那一记清脆的“嘎嘣”声,如同从搞笑维度劈来的因果律惊雷,狠狠炸响在沉睡圣殿庄严的地板上。
时间仿佛被按了暂停键,空间也因这过于离谱的剧情展开而忘了流动。
凯恩——这位刚刚经历“道心升华”的守护战神——那把足以劈开天地的开天巨斧差点脱手。他瞪圆了眼,死死盯着那个像小松鼠般鼓着腮帮子咀嚼“规则碎片”的银发小女孩,引以为傲的战斗本能第一次出现了名为【我该怎么办?在线等,挺急的!】的系统蓝屏。
诺登斯——活了亿万个纪元的沉默古神——他那山岳般的巨脸与深海般的蔚蓝眼眸,同样陷入了彻底石化。他推演过无数关于兄弟克拉肯可能的结局:被更强存在抹杀,在疯狂中自我消亡,或如自己一般沉沦孤独。但他做梦也想不到,兄弟那充满“狂暴”与“喧嚣的‘动’之本源”,竟会以这种被当成“嘎嘣脆”的方式迎来命运转折点。那古老庞大的神之意志,第一次被名为“荒诞”的情绪冲击得摇摇欲坠。
至于悖论剧团的其他成员,更是彻底放弃了思考。哀悼者手中的悲伤小提琴拉出一个足以让宇宙所有音符羞愧的破音;笑面人脸上滑稽的笑容因过度震惊而僵硬成诡异模样。他们感觉此前所有神级战斗与史诗冒险加起来,都不及眼前这一幕超现实。
而风暴中心,那位刚发表完“凡人亦可书写未来”豪迈宣言的亚历山大,他那堪比超级ai的大脑也彻底宕机了。他推演了亿万种可能,计算了所有旧神阴谋,甚至考虑了奈亚拉托提普的后手。
可他千算万算,唯独没算到——
潘多拉,这个由逻辑炸弹与英雄之魂共同诞生的奇迹之子,那张小嘴,竟然不挑食。
“……潘多拉,”亚历山大的声音第一次带上了自己都未察觉的颤抖。他缓缓蹲下,试图用哄邻居家熊孩子的温柔语气说,“乖,那个东西不好吃的……快吐出来。”
然而潘多拉只是歪了歪可爱的小脑袋,那双蕴含宇宙所有故事的纯真眼眸好奇地看了看他——
“咕咚。”
她竟真把那枚足以让宇宙陷入狂暴的赤红指针,生生咽了下去。
咽下去了。
下去了。
去了。
了。
那一瞬间,亚历山大感觉自己的理性领域差点当场崩溃。
潘多拉满足地打了个充满火焰与咆哮气息的饱嗝。
紧接着,不可思议的景象发生了。
她那娇小的身躯开始散发出两股截然不同的规则之光:一股来自她自身逻辑炸弹本源、充满静止与虚无的冰冷蓝光;另一股则来自刚吞下去的克拉肯本源、充满狂暴与喧嚣的炽热红光。
这两股本该水火不容、不死不休的对立力量,在她体内竟奇迹般达成了微妙的共生平衡。
她的左眼化作如诺登斯般的深海之蓝,右眼则变为如克拉肯般的熔岩之红。
【好……暖和……】
她那银铃般的声音第一次带上了充满活力与情感的温度。她似乎很喜欢这种冰火两重天的感觉。
这一幕让在场所有存在,包括本已心如死灰的诺登斯,彻底傻眼了。
他们终于明白——潘多拉最恐怖的能力并非吞噬,而是调和。一种能将任何看似矛盾与对立的规则在体内强行中和共存的究极平衡天赋。

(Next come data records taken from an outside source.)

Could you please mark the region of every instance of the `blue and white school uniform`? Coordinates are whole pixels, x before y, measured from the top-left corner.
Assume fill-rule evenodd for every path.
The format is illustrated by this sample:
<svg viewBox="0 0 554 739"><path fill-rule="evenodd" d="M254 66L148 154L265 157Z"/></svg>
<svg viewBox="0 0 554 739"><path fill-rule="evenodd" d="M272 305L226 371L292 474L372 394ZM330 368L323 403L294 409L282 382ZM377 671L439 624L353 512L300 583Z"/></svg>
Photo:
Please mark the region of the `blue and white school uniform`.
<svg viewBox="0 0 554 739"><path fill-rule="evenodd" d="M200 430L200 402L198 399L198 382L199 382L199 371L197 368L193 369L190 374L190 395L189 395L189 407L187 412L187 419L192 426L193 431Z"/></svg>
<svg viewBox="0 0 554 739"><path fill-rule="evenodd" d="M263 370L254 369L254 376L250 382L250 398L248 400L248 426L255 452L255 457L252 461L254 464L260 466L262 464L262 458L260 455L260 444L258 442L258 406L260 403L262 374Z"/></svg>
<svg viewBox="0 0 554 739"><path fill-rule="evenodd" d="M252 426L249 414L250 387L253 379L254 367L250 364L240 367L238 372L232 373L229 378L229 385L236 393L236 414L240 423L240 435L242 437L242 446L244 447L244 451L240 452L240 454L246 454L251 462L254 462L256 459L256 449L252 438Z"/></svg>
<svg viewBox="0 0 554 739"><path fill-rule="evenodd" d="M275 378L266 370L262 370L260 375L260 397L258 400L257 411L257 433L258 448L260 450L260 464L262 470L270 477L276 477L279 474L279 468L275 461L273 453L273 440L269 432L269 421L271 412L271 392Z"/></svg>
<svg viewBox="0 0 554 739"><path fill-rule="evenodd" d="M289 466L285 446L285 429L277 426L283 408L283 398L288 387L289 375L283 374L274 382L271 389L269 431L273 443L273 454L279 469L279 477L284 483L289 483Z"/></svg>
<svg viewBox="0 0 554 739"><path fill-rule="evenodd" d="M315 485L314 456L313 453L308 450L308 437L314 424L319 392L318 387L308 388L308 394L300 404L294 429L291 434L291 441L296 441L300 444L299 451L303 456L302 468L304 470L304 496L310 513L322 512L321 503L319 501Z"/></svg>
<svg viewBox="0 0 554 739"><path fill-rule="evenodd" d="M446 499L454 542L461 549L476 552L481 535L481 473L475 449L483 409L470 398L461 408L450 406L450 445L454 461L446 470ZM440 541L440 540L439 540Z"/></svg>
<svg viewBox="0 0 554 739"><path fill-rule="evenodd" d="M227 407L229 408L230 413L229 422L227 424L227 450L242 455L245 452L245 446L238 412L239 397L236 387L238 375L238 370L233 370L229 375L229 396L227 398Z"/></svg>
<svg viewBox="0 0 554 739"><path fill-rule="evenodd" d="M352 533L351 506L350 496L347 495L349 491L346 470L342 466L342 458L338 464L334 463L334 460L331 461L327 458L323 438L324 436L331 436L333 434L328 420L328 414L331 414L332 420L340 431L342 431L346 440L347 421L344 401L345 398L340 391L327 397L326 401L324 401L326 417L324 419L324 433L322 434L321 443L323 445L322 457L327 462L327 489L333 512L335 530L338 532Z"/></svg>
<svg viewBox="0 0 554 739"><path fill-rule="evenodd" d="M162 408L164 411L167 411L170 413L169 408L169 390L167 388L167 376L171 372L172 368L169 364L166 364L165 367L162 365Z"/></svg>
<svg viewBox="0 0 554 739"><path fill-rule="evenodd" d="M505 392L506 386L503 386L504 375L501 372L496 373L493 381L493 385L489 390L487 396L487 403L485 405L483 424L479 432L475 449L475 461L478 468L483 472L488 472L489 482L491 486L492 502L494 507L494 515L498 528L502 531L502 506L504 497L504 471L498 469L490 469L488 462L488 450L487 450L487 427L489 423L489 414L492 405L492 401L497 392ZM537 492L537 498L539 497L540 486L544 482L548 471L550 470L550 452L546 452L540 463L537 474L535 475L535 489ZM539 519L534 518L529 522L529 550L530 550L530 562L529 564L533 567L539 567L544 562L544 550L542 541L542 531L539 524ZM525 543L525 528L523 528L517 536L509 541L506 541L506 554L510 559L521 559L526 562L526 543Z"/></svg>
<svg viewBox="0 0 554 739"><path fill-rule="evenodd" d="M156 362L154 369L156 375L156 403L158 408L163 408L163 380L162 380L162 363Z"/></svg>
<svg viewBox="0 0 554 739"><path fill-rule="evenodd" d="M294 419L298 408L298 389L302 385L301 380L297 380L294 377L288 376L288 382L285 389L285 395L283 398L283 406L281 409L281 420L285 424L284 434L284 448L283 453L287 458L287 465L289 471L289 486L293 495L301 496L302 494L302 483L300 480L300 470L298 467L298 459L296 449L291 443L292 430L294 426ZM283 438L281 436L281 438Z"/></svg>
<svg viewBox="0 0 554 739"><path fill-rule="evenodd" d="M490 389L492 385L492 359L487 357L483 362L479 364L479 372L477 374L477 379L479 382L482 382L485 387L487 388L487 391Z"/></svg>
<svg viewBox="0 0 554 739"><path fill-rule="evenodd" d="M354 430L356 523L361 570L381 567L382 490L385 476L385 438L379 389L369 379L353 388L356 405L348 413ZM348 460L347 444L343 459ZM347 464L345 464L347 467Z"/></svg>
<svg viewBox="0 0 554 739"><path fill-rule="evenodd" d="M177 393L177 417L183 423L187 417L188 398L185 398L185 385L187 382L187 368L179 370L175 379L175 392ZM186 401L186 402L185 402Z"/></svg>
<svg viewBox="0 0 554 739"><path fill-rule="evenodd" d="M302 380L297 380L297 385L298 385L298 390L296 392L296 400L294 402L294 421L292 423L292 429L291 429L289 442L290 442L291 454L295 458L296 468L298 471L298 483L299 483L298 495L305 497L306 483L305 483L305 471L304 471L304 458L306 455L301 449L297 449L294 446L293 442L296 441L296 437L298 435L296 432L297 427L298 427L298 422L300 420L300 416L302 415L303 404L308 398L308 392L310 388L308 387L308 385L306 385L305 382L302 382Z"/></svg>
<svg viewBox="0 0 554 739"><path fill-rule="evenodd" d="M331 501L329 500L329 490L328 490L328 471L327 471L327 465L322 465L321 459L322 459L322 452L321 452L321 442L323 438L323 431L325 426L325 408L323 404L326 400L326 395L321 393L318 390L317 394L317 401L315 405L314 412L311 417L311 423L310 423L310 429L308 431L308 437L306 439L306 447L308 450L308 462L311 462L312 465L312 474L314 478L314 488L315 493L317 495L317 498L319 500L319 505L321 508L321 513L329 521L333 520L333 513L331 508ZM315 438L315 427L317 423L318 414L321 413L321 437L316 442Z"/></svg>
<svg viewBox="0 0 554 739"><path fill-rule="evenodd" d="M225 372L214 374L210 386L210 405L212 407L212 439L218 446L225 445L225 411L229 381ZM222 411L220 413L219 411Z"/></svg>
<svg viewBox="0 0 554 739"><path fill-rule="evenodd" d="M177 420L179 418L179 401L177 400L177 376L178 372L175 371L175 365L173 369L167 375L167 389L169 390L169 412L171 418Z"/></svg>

她竟在无意间,完成了连亚恩大帝都耗费万年才勉强达到的道之融合。
【我的……兄弟……】
诺登斯望着那个正好奇挥舞小手、时而捏出冰花时而凝聚火焰的潘多拉,古老眼眸中第一次落下两行充满希望与欣慰的热泪。
他知道,自己被囚禁亿万年的兄弟,终于以这最不可思议的方式——
获得了新生。
而亚历山大看着眼前这个因一次“贪吃”便意外解决所有问题的小怪物,一直紧绷的心终于彻底放下。他缓缓起身走到诺登斯面前,将那枚只剩一半的蔚蓝罗盘轻轻递回。
“……前辈,”他微笑道,“看来您的‘钥匙’,已找到了比我更合适的主人。那么现在,我们是否可以谈谈那份‘报酬’的问题了?”
这一次,没等诺登斯回答。
一个充满兴奋与狂喜的意念自潘多拉身上爆发——她似乎刚从克拉肯破碎的记忆中读取到某些非常有趣的信息。
她指着亚历山大那颗同样充满逻辑与秩序的“脑袋”,用满是食欲的语气奶声奶气道:
“哥哥(诺登斯)……”
“我想要他的‘玩具’(亚历山大的概念魔方)。”
“可以吗?”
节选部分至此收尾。